Rápidamente, se despidió de su primo y echó a correr de nuevo.

Pero enseguida notó que empezaba a sudar y se detuvo. Vio entonces un riachuelo muy cerca; se acercó y bebió casi hasta secarlo. Luego se incorporó y miró a lo lejos. A menos de un tiro de piedra de donde se encontraba, se veía la pancarta de la línea de meta.

Pero en lugar de correr los metros que le faltaban, la liebre se dijo que tenía tiempo de echar una siestecita antes de que llegara la tortuga.

Se sentó, pues, sobre la hierba, se apoyó en el tronco de un árbol y, en un abrir y cerrar de ojos, se quedó dormida.

El sueño de la liebre fue tan agradable, que durmió hasta el atardecer.
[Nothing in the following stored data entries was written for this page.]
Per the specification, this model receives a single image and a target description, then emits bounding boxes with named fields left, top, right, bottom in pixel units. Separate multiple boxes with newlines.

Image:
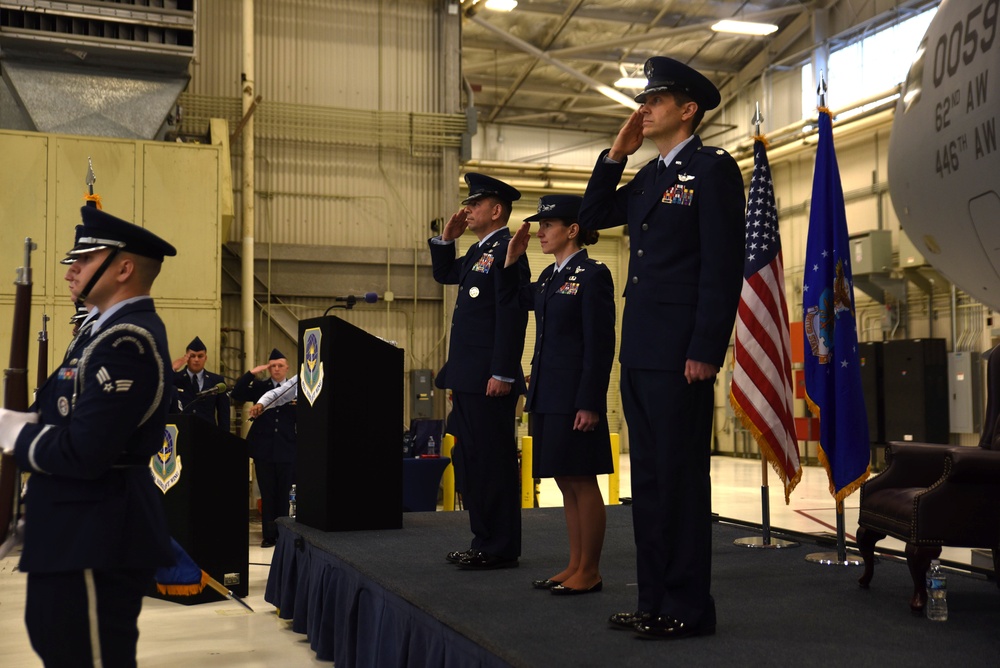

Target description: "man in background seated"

left=232, top=349, right=296, bottom=548
left=172, top=336, right=230, bottom=431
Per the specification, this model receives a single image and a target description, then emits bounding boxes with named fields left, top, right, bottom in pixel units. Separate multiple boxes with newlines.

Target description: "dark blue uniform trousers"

left=621, top=366, right=715, bottom=626
left=26, top=567, right=154, bottom=667
left=449, top=390, right=521, bottom=560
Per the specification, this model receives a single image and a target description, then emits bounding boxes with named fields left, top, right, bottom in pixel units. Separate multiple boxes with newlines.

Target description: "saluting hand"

left=441, top=209, right=469, bottom=242
left=505, top=222, right=531, bottom=268
left=609, top=110, right=646, bottom=162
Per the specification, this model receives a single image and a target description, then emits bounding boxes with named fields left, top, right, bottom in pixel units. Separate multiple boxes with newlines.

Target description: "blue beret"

left=634, top=56, right=721, bottom=111
left=461, top=173, right=521, bottom=206
left=524, top=194, right=582, bottom=223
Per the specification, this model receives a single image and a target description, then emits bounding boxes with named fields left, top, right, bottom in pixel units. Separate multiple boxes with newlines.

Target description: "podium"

left=297, top=316, right=403, bottom=531
left=154, top=415, right=249, bottom=601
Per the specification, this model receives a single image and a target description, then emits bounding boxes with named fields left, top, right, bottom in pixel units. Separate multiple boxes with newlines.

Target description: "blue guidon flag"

left=150, top=424, right=182, bottom=494
left=300, top=326, right=324, bottom=407
left=802, top=107, right=870, bottom=503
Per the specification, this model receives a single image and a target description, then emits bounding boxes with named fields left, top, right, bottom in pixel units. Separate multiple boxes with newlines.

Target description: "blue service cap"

left=523, top=194, right=583, bottom=222
left=269, top=348, right=286, bottom=361
left=186, top=336, right=207, bottom=352
left=63, top=206, right=177, bottom=264
left=461, top=173, right=521, bottom=206
left=634, top=56, right=721, bottom=110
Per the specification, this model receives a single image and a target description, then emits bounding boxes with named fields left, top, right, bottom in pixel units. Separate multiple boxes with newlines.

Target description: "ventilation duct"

left=0, top=1, right=196, bottom=140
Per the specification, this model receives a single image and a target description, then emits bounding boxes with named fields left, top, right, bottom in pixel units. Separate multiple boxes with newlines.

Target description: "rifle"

left=1, top=238, right=36, bottom=543
left=37, top=314, right=49, bottom=391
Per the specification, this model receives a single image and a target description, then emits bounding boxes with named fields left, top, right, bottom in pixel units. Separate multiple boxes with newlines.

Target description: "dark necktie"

left=192, top=374, right=201, bottom=392
left=656, top=159, right=666, bottom=176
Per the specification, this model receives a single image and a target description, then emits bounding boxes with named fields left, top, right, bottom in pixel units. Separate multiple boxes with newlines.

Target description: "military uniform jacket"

left=428, top=228, right=530, bottom=395
left=13, top=298, right=173, bottom=573
left=580, top=138, right=746, bottom=370
left=173, top=368, right=230, bottom=430
left=522, top=251, right=616, bottom=415
left=231, top=372, right=296, bottom=463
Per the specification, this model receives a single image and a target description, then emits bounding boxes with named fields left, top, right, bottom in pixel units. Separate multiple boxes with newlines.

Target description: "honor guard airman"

left=0, top=205, right=177, bottom=666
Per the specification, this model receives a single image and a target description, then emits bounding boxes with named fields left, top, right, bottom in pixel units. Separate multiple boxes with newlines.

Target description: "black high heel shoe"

left=550, top=579, right=603, bottom=596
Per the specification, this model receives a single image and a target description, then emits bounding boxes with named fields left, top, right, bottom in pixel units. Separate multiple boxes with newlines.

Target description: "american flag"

left=730, top=138, right=801, bottom=503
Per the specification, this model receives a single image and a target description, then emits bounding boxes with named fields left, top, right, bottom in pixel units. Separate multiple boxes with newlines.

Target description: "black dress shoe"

left=633, top=615, right=716, bottom=640
left=260, top=539, right=276, bottom=548
left=551, top=580, right=602, bottom=596
left=531, top=579, right=563, bottom=590
left=608, top=611, right=653, bottom=630
left=457, top=552, right=519, bottom=570
left=446, top=548, right=475, bottom=564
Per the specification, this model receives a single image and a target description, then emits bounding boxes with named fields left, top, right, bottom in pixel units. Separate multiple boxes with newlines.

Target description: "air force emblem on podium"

left=301, top=326, right=324, bottom=406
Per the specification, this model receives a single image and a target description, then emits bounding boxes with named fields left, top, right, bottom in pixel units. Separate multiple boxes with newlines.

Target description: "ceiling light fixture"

left=614, top=77, right=647, bottom=89
left=711, top=19, right=778, bottom=36
left=484, top=0, right=517, bottom=11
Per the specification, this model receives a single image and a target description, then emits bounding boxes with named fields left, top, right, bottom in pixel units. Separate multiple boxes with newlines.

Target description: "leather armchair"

left=857, top=441, right=1000, bottom=613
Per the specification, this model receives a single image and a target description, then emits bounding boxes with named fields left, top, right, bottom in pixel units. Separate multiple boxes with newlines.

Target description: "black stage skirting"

left=264, top=506, right=1000, bottom=667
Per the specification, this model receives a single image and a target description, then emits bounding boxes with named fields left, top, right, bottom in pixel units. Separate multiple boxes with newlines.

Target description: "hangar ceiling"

left=459, top=0, right=937, bottom=137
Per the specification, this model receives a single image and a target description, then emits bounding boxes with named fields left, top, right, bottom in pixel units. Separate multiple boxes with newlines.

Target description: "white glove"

left=0, top=408, right=39, bottom=454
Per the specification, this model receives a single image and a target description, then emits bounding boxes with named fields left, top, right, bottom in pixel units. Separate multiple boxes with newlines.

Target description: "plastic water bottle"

left=288, top=484, right=297, bottom=521
left=427, top=436, right=437, bottom=456
left=925, top=559, right=947, bottom=621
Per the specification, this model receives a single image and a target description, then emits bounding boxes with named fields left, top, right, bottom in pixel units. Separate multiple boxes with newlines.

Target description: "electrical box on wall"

left=948, top=352, right=982, bottom=434
left=850, top=230, right=893, bottom=275
left=410, top=369, right=434, bottom=421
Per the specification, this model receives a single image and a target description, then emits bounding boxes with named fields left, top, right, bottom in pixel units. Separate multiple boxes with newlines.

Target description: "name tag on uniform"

left=662, top=184, right=694, bottom=205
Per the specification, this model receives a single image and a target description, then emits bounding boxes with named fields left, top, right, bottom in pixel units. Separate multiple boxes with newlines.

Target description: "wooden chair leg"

left=904, top=543, right=942, bottom=614
left=856, top=526, right=884, bottom=588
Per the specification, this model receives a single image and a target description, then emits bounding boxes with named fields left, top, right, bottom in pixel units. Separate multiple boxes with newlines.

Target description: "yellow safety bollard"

left=520, top=435, right=533, bottom=509
left=608, top=433, right=620, bottom=505
left=441, top=433, right=456, bottom=511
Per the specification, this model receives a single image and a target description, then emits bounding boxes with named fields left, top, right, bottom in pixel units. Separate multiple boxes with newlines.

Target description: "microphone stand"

left=324, top=297, right=356, bottom=315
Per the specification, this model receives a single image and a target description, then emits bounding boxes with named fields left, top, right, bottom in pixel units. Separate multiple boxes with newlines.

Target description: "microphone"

left=195, top=382, right=228, bottom=398
left=335, top=292, right=378, bottom=305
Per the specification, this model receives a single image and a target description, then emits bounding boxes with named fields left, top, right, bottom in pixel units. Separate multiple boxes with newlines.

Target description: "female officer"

left=506, top=194, right=616, bottom=595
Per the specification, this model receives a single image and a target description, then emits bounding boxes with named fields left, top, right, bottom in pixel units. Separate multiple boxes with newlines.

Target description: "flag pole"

left=800, top=76, right=865, bottom=566
left=733, top=101, right=798, bottom=550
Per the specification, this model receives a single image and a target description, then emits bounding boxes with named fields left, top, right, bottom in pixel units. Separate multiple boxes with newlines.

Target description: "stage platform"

left=265, top=506, right=1000, bottom=667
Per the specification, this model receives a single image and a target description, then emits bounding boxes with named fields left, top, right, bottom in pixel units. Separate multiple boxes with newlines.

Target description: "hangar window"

left=801, top=7, right=937, bottom=119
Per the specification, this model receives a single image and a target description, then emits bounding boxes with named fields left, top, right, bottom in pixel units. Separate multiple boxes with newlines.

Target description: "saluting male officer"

left=430, top=173, right=530, bottom=570
left=171, top=336, right=230, bottom=430
left=0, top=206, right=177, bottom=666
left=579, top=57, right=746, bottom=639
left=231, top=349, right=296, bottom=548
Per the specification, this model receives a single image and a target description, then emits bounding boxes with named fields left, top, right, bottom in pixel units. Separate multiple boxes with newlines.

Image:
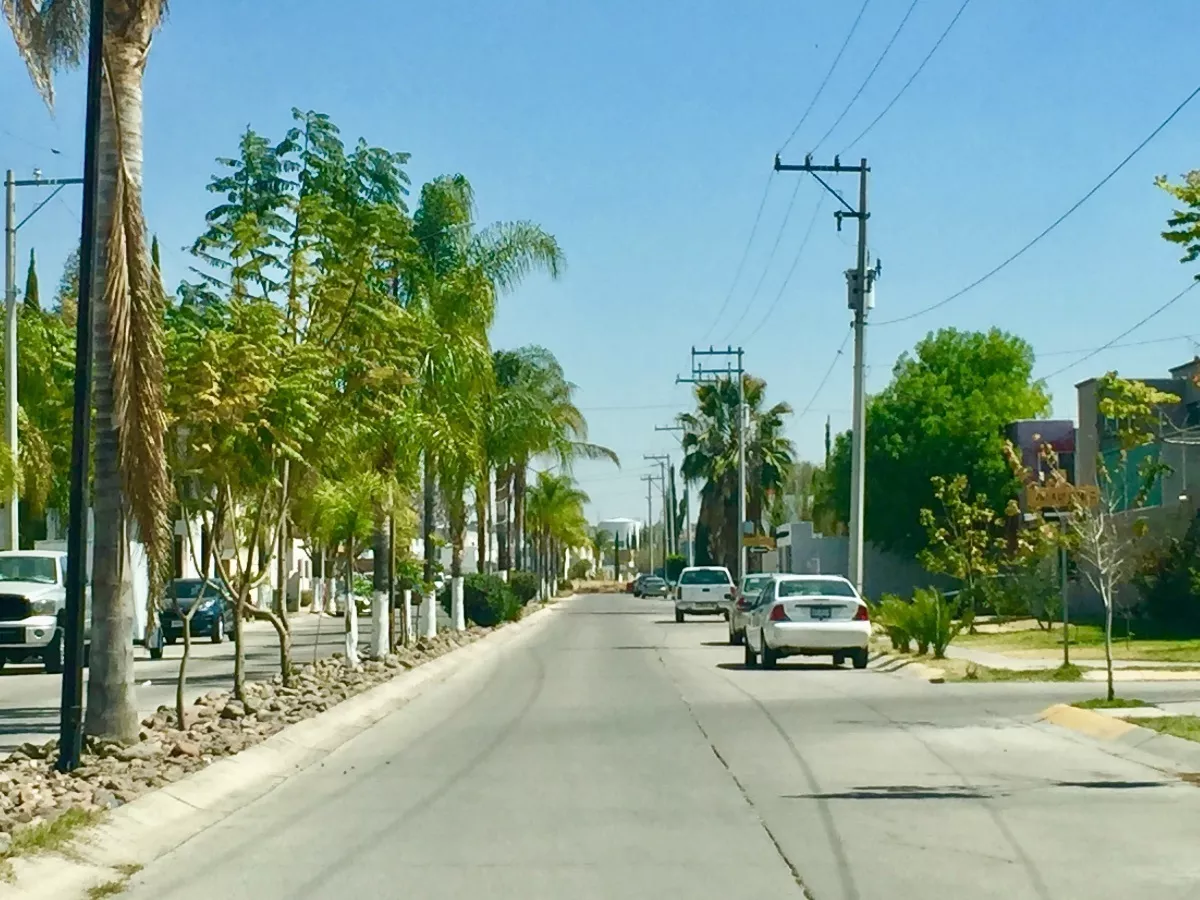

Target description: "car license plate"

left=810, top=606, right=832, bottom=620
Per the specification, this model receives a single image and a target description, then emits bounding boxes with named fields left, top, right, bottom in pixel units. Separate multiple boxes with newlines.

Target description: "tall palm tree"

left=679, top=374, right=794, bottom=574
left=523, top=471, right=589, bottom=596
left=402, top=177, right=564, bottom=617
left=6, top=0, right=172, bottom=741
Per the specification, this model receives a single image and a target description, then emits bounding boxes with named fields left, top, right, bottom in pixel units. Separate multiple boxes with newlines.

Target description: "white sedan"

left=743, top=574, right=870, bottom=669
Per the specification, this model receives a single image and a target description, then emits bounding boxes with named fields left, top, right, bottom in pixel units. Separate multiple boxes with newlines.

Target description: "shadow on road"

left=0, top=706, right=57, bottom=738
left=786, top=784, right=992, bottom=801
left=715, top=661, right=843, bottom=672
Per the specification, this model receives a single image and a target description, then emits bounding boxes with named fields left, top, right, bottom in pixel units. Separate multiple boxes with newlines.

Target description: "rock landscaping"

left=0, top=627, right=492, bottom=855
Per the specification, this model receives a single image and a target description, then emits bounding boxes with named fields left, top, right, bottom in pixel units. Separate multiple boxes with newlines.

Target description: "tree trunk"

left=1104, top=587, right=1115, bottom=702
left=371, top=508, right=389, bottom=658
left=448, top=479, right=466, bottom=631
left=498, top=467, right=513, bottom=572
left=513, top=464, right=527, bottom=571
left=401, top=588, right=413, bottom=647
left=423, top=451, right=437, bottom=585
left=344, top=538, right=360, bottom=667
left=85, top=35, right=148, bottom=742
left=475, top=473, right=489, bottom=575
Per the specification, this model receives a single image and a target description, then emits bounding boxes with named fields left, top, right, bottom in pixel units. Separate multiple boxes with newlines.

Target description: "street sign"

left=742, top=534, right=776, bottom=550
left=1025, top=483, right=1100, bottom=510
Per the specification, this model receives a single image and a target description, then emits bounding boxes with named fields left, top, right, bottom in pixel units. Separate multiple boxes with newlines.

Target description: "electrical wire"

left=721, top=179, right=805, bottom=341
left=810, top=0, right=922, bottom=155
left=840, top=0, right=973, bottom=154
left=700, top=171, right=775, bottom=342
left=874, top=80, right=1200, bottom=327
left=1037, top=333, right=1199, bottom=359
left=778, top=0, right=873, bottom=153
left=797, top=326, right=853, bottom=420
left=1039, top=281, right=1200, bottom=380
left=741, top=194, right=827, bottom=343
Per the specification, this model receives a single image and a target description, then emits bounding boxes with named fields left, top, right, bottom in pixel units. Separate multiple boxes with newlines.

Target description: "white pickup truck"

left=0, top=550, right=87, bottom=673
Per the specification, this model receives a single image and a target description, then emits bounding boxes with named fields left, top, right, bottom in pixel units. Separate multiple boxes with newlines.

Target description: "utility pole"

left=5, top=169, right=84, bottom=551
left=640, top=473, right=662, bottom=574
left=655, top=423, right=692, bottom=565
left=644, top=454, right=671, bottom=559
left=614, top=531, right=621, bottom=582
left=774, top=154, right=877, bottom=594
left=678, top=346, right=747, bottom=583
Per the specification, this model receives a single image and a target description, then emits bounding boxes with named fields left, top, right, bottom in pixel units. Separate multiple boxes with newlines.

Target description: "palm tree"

left=402, top=177, right=564, bottom=622
left=679, top=374, right=794, bottom=574
left=6, top=0, right=172, bottom=741
left=523, top=472, right=589, bottom=598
–¡Qué bien he dormido! –exclamó, por fin, desperezándose.

Luego se puso en pie e hizo varios ejercicios gimnásticos, para desentumecer los músculos.

"¿Dónde estará la tortuga? –se acordó de pronto–. ¡Bah! Seguramente debe haber comprendido que es imposible ganarme y se habrá retirado de la carrera."

Diciéndose esto, la liebre volvió al camino, dispuesta a recorrer el último trecho de la carrera.

Estaba tan segura de su triunfo que, aunque faltaban pocos metros para la meta, se dijo que sería mejor no correr demasiado para corresponder al recibimiento que, de seguro, le dispensarían los animales del bosque. Pero su entusiasmo se trocó en sorpresa cuando, a medida que se acercaba a la meta, no oía aclamaciones ni aplausos. Y de la sorpresa paso a la alarma, cuando, al cruzar la meta, comprobó que ninguno de los animales estaba allí para recibirla.

Muy extrañada, miró a un lado y a otro; pero por más que buscó, no vio a ningún animal por los alrededores.

La liebre no sabía ya dónde mirar, cuando oyó una voz a sus espaldas, que le preguntaba:

–¿Me buscas a mí?

Era la tortuga, muy tranquila y descansada, que, despacito, despacito, pero caminando sin parar, había llegado a la meta hacía varias horas, mientras la liebre estaba durmiendo.

Ella y los demás animales del bosque llevaban tanto tiempo esperando a la liebre, que se habían decidido por dirigirse a un claro del bosque para celebrar un banquete en honor de la tortuga.

¿Me creeréis si os digo que la liebre no volvió a presumir en su vida?